Add parallel Print Page Options

De trompetten

10 De Heer zei tegen Mozes: "Maak twee zilveren trompetten, van massief zilver. Met die trompetten moet je de mensen bij elkaar roepen. Ook moet daarmee het sein geblazen worden als het volk moet vertrekken. Als er op allebei de trompetten wordt geblazen, moet het hele volk zich bij jou verzamelen bij de ingang van de tent van ontmoeting. Als er op één trompet wordt geblazen, moeten alleen de leiders van het volk Israël, de aanvoerders van het leger, zich bij jou verzamelen. Als het signaal voor vertrek wordt geblazen, moeten de stammen die aan de oostkant van de tent van ontmoeting hun tenten hebben neergezet, hun tenten afbreken en vertrekken. Als voor de tweede keer het signaal wordt geblazen, moeten de stammen die aan de zuidkant hun tenten hebben neergezet, hun tenten afbreken. Dus als het tentenkamp moet worden afgebroken, moet er een signaal geblazen worden. Maar om het volk bij elkaar te roepen, moet er alleen één lange toon op de trompet worden geblazen, en geen signaal. De zonen van Aäron, de priesters, moeten op de trompetten blazen. Dit is een eeuwige wet. En als vijanden jullie land aanvallen, moeten jullie een signaal op de trompetten blazen. Daardoor zal Ik, jullie Heer God, aan jullie denken en zal Ik jullie redden van de vijand. 10 Blaas ook op de feestdagen en op de eerste dag van elke maand op de trompet, bij de brand-offers en dank-offers. Zo zal Ik aan jullie denken. Ik ben jullie Heer God."

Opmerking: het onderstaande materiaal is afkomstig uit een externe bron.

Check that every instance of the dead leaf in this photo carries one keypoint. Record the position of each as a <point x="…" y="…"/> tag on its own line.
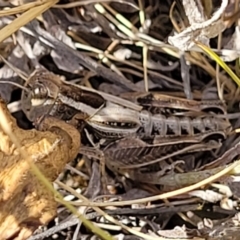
<point x="25" y="203"/>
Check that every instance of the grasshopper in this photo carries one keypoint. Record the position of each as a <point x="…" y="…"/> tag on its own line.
<point x="154" y="128"/>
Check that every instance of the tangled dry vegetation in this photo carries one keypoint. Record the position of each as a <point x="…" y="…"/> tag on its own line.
<point x="170" y="179"/>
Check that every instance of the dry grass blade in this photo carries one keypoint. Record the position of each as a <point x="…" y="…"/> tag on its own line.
<point x="25" y="18"/>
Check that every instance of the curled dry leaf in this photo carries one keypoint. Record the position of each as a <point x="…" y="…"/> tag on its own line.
<point x="25" y="203"/>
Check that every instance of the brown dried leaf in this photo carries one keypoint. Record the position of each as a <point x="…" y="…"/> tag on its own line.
<point x="25" y="203"/>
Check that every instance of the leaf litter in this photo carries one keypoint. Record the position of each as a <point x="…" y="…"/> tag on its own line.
<point x="118" y="47"/>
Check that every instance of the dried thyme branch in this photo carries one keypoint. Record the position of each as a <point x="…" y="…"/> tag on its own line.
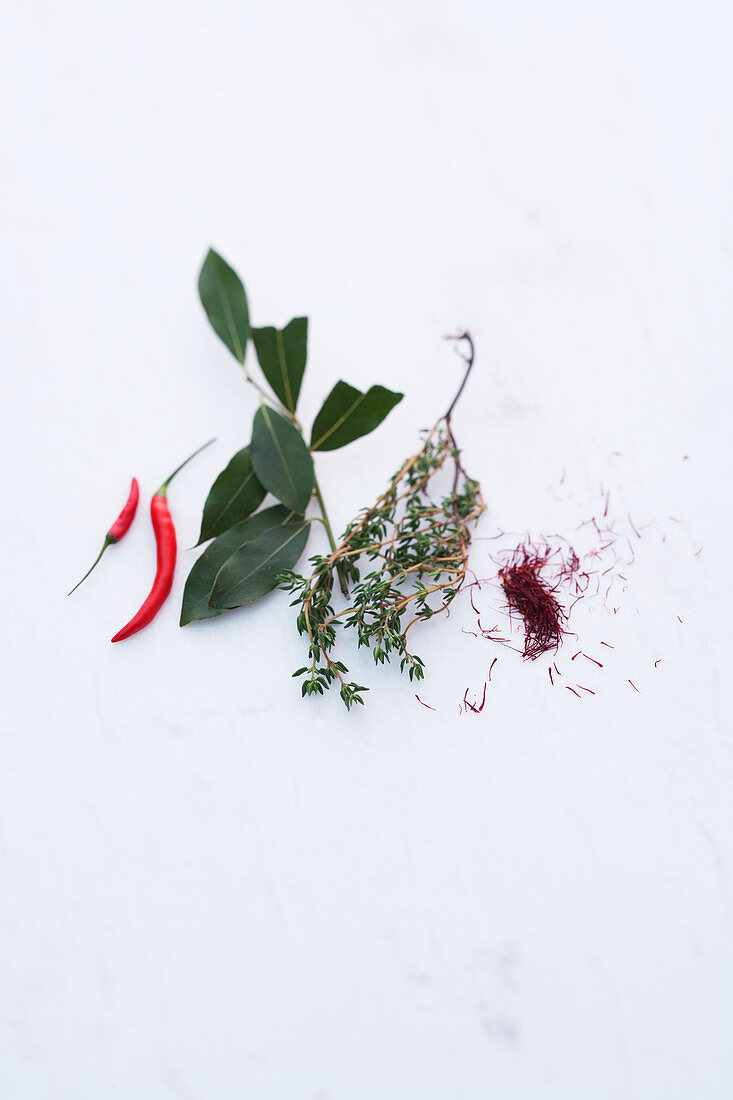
<point x="420" y="549"/>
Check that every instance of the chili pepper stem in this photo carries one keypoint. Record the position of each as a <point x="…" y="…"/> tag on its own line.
<point x="162" y="491"/>
<point x="108" y="542"/>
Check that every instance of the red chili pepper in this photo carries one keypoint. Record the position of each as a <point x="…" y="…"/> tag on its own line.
<point x="165" y="541"/>
<point x="119" y="527"/>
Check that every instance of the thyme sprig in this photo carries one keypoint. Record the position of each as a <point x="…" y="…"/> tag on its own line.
<point x="417" y="542"/>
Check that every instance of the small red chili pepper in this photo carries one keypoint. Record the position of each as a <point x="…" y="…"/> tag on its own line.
<point x="165" y="541"/>
<point x="119" y="527"/>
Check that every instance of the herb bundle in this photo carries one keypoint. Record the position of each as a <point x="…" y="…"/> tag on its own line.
<point x="401" y="561"/>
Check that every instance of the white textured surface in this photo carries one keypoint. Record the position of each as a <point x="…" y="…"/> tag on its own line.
<point x="210" y="890"/>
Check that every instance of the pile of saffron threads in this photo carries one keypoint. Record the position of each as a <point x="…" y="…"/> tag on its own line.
<point x="533" y="597"/>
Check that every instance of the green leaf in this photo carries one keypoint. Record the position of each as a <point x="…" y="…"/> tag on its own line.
<point x="203" y="575"/>
<point x="223" y="298"/>
<point x="347" y="414"/>
<point x="234" y="495"/>
<point x="282" y="354"/>
<point x="252" y="569"/>
<point x="281" y="459"/>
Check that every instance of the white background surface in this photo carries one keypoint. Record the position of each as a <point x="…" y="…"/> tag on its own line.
<point x="209" y="889"/>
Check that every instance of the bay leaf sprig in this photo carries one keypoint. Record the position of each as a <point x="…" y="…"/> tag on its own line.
<point x="252" y="547"/>
<point x="411" y="545"/>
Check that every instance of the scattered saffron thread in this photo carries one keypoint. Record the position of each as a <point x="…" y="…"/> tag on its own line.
<point x="470" y="706"/>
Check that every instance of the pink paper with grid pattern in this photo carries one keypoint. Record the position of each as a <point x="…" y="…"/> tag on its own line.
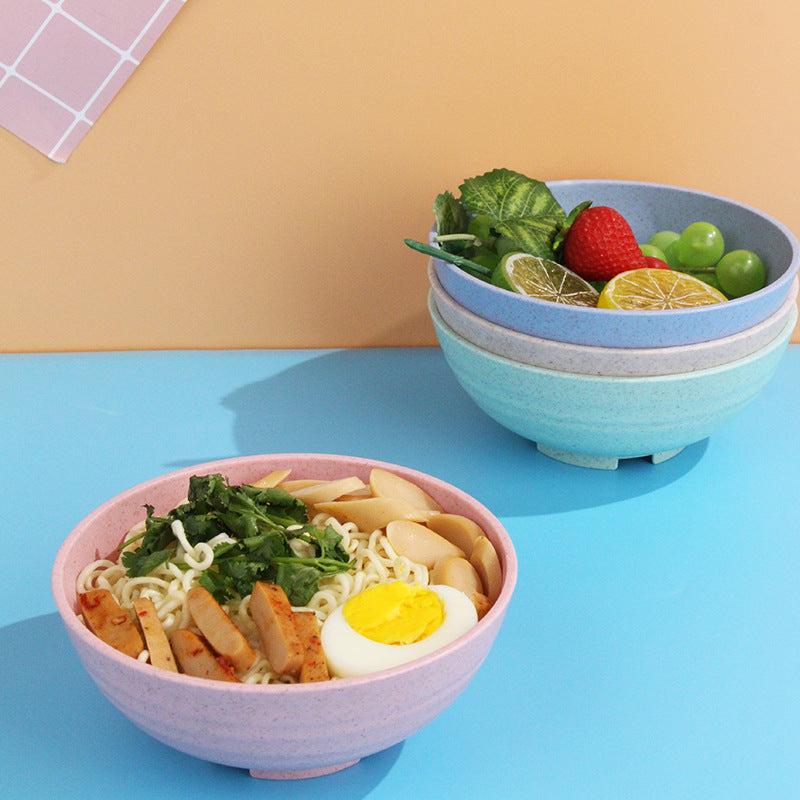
<point x="63" y="61"/>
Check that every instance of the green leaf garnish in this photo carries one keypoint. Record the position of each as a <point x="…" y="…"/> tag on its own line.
<point x="263" y="523"/>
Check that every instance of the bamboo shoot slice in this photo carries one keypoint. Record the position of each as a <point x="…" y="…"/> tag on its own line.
<point x="373" y="513"/>
<point x="459" y="530"/>
<point x="387" y="484"/>
<point x="329" y="490"/>
<point x="154" y="636"/>
<point x="484" y="559"/>
<point x="419" y="543"/>
<point x="105" y="618"/>
<point x="458" y="572"/>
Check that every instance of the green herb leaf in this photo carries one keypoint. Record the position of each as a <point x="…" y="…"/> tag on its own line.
<point x="521" y="208"/>
<point x="262" y="522"/>
<point x="451" y="217"/>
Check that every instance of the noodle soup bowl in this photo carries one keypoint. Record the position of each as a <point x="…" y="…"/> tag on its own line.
<point x="648" y="208"/>
<point x="275" y="731"/>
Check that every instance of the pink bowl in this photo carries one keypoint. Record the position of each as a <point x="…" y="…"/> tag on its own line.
<point x="281" y="732"/>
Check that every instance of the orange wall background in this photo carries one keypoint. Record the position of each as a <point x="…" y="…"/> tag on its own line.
<point x="252" y="183"/>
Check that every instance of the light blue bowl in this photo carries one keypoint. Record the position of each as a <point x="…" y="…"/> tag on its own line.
<point x="594" y="421"/>
<point x="649" y="208"/>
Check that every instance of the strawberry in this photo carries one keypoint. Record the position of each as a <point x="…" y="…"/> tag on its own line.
<point x="600" y="244"/>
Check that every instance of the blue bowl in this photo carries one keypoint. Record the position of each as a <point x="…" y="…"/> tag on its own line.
<point x="648" y="207"/>
<point x="594" y="421"/>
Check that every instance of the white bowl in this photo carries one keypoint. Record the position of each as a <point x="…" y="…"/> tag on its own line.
<point x="620" y="361"/>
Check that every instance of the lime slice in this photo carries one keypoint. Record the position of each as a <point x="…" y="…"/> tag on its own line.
<point x="544" y="279"/>
<point x="653" y="289"/>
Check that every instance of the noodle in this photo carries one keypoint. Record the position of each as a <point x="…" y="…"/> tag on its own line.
<point x="374" y="562"/>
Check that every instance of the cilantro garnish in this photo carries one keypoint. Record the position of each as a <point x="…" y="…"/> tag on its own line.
<point x="259" y="521"/>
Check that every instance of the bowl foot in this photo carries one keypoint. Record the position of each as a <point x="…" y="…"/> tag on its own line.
<point x="299" y="774"/>
<point x="595" y="461"/>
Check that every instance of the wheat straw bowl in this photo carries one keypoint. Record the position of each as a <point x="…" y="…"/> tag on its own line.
<point x="649" y="208"/>
<point x="616" y="361"/>
<point x="280" y="732"/>
<point x="594" y="421"/>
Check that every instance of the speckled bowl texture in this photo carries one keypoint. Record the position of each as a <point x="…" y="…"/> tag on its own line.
<point x="649" y="208"/>
<point x="594" y="421"/>
<point x="618" y="361"/>
<point x="282" y="732"/>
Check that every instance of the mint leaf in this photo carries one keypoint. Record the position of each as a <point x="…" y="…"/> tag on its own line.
<point x="520" y="208"/>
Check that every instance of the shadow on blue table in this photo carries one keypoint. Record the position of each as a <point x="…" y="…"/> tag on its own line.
<point x="62" y="738"/>
<point x="411" y="411"/>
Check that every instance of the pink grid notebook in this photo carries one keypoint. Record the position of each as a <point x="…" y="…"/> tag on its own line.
<point x="62" y="62"/>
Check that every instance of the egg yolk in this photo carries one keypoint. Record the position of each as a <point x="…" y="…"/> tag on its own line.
<point x="394" y="613"/>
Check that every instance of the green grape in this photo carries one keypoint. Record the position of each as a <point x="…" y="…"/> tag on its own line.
<point x="701" y="245"/>
<point x="671" y="255"/>
<point x="741" y="272"/>
<point x="652" y="250"/>
<point x="711" y="279"/>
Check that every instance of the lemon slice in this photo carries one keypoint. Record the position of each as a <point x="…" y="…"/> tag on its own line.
<point x="646" y="289"/>
<point x="544" y="279"/>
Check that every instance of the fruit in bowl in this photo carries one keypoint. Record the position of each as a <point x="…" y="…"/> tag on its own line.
<point x="594" y="420"/>
<point x="656" y="214"/>
<point x="252" y="699"/>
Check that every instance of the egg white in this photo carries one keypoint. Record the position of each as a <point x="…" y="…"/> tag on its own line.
<point x="349" y="653"/>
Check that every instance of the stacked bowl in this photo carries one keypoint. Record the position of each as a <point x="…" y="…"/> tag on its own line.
<point x="592" y="386"/>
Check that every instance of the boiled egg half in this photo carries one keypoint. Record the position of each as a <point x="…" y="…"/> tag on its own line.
<point x="391" y="624"/>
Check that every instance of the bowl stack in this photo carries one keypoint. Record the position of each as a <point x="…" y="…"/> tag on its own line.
<point x="592" y="386"/>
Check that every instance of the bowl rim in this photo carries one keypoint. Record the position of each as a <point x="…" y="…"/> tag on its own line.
<point x="778" y="341"/>
<point x="782" y="279"/>
<point x="784" y="309"/>
<point x="77" y="629"/>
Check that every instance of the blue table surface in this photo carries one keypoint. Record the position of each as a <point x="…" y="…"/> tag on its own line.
<point x="651" y="649"/>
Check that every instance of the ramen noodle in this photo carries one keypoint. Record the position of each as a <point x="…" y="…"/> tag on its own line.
<point x="374" y="562"/>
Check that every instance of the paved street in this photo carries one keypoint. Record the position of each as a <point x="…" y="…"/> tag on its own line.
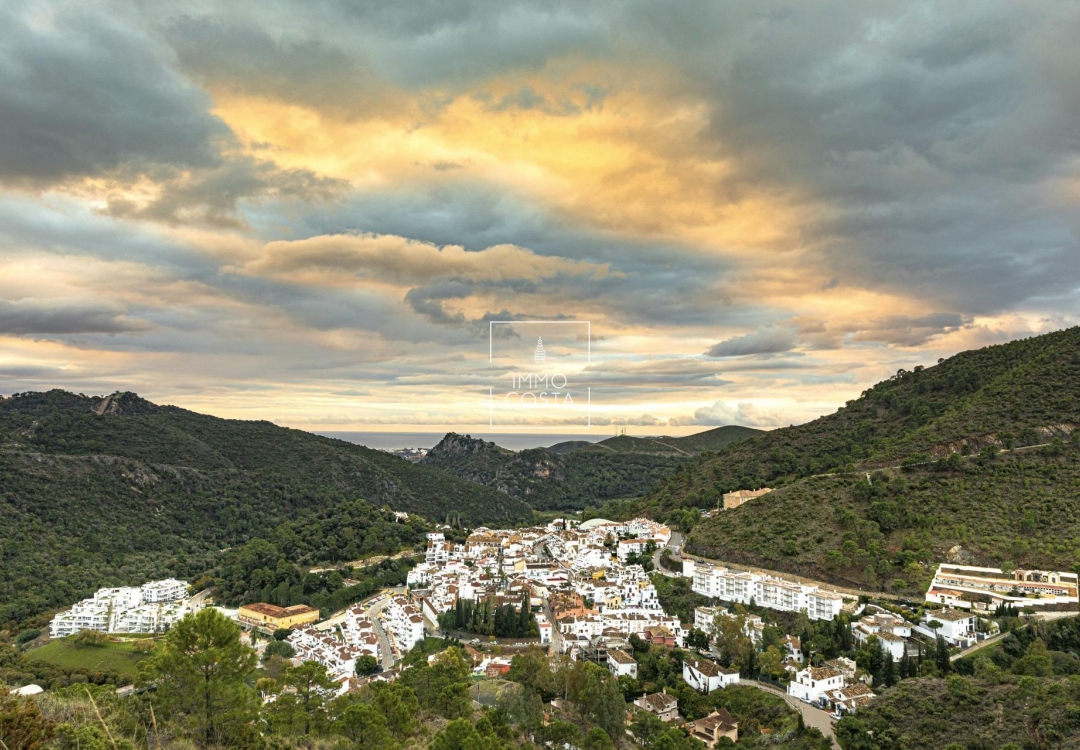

Het volk vertrekt uit de Sinaï-woestijn

11 Op de 20ste dag van de tweede maand van het tweede jaar steeg de wolk op van boven de tent van ontmoeting. 12 Toen vertrokken de Israëlieten uit de Sinaï-woestijn, op de manier die God had aangegeven.[a] De wolk bleef stilstaan in de Paran-woestijn. 13 Dat was de eerste keer dat ze op het bevel van de Heer verder trokken, onder leiding van Mozes.

14 De stammen die bij de vlag van de stam van Juda stonden, gingen voorop. Aan het hoofd van de stam van Juda stond Nahesson, de zoon van Amminadab. 15 Aan het hoofd van de stam van Issaschar stond Netaneël, de zoon van Zuar. 16 Aan het hoofd van de stam van Zebulon stond Eliab, de zoon van Helon.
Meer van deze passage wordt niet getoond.